In Dune, Lady Jessica is pregnant when she undergoes the spice agony while among the Fremen; her resulting daughter, Alia, is born a full Reverend Mother, the mind of an adult in a child's body. She pretends to be a child, but others notice that she is different. The Bene Gesserit are eventually outraged and horrified by Alia's existence, but she is out of their control. Mohiam says, "I've said too much, but the fact remains that this child who is not a child must be destroyed. Long were we warned against such a one and how to prevent such a birth, but one of our own has betrayed us." In Children of Dune, an adult Alia eventually succumbs to the ancestral ego of her grandfather, the Baron Vladimir Harkonnen, who wants nothing more than the destruction of the Atreides, and is given another opportunity, from the inside, to realize it.

Paul Atreides and Chani's twins, Leto II and Ghanima, are also pre-born, but before they become possessed, they stumble across solutions: Leto, forced to undergo a radical spice agony, constructs an executive of benevolent ancestral egos (such as Paul and Paul's father Leto I) who protect him; Ghanima, as part of their plan to fake Leto's death, consciously blocks the memory of Leto and their plan, inadvertently developing a mental discipline capable of protecting her undeveloped ego. She also uses the ego of her mother, Chani, as a "door guard" of her alter egos, only "peeking behind the door" when she needs advice from Other Memory.

== Litany against fear ==
The litany against fear is an incantation used by the Bene Gesserit throughout the series to focus their minds and calm themselves in times of peril. The litany is as follows:

I must not fear.

Fear is the mind-killer.

Fear is the little-death that brings total obliteration.

I will face my fear.

I will permit it to pass over me and through me.

And when it has gone past, I will turn the inner eye to see its path.

Where the fear has gone there will be nothing.

Only I will remain.

Lady Jessica teaches it to her son Paul, who uses it in Dune when faced with Mohiam's test of his ability to withstand excruciating pain. The litany is shortened in David Lynch's 1984 film.

== Analysis ==
"Bene Gesserit" is Latin for "he/she shall have behaved well."

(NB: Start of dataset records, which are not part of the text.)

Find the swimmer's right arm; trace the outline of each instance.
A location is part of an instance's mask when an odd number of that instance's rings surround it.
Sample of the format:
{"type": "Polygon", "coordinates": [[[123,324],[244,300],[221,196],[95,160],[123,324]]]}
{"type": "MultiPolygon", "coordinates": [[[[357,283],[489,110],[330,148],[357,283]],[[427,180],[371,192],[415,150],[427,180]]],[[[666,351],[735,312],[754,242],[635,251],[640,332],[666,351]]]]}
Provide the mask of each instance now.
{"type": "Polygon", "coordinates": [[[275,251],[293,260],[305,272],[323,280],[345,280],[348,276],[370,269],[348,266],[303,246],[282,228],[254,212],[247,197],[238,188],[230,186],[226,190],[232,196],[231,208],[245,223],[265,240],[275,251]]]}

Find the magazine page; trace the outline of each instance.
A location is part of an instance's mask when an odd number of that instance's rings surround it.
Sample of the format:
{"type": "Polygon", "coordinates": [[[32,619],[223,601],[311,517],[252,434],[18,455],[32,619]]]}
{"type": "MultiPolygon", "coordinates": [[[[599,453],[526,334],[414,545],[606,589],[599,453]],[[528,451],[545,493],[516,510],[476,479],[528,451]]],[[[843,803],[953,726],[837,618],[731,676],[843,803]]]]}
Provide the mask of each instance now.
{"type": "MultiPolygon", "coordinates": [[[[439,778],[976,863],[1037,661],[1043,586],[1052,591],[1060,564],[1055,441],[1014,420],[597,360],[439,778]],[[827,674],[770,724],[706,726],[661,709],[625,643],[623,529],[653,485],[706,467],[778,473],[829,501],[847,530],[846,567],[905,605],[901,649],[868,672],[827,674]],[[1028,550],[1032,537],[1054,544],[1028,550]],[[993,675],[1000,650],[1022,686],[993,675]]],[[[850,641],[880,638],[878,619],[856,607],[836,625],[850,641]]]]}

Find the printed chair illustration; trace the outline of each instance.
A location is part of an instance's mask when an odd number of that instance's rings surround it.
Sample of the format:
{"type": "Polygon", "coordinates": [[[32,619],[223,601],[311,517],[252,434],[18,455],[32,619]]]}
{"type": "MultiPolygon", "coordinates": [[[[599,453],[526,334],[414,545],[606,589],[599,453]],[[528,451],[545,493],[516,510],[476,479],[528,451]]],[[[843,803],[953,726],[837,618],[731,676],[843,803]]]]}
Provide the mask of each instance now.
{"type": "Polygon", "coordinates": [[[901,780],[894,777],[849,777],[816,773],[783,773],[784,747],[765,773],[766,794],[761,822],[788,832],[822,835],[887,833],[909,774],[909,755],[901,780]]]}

Brian Herbert, Frank Herbert's son and biographer, said of his father's creation of the Bene Gesserit:

When he was a boy, eight of Dad's Irish Catholic aunts tried to force Catholicism on him, but he resisted. Instead, this became the genesis of the Bene Gesserit Sisterhood. This fictional organization would claim it did not believe in organized religion, but the sisters were spiritual nonetheless. Both my father and mother were like that as well.

In Mycelium Running, mycologist Paul Stamets argues that Herbert was influenced by tales of María Sabina and the sacred mushroom cults of Mexico in creating the Bene Gesserit.

In Dreamer of Dune, Brian Herbert's 2003 biography of his father, the younger Herbert speculates that the name "Gesserit" is supposed to suggest to the reader the word "Jesuit" and thus evoke undertones of a religious order.

The powers of Bene Gesserit are an example of the use of hypnosis in science fiction.

==In adaptations==
The Bene Gesserit appear in all of the Dune adaptations to date: the 1984 film Dune; the 2000 TV miniseries Frank Herbert's Dune; and its 2003 sequel, Frank Herbert's Children of Dune; as well as the 2021 feature film Dune, and its 2024 sequel, Dune: Part Two.

A prequel series called Dune: Prophecy, centered on the Bene Gesserit, premiered on Max on November 17, 2024. Showrunner Alison Schapker said, "We certainly don't want to take away [the Bene Gesserit's] mystique, but we do go behind their closed doors and kind of see how they operate".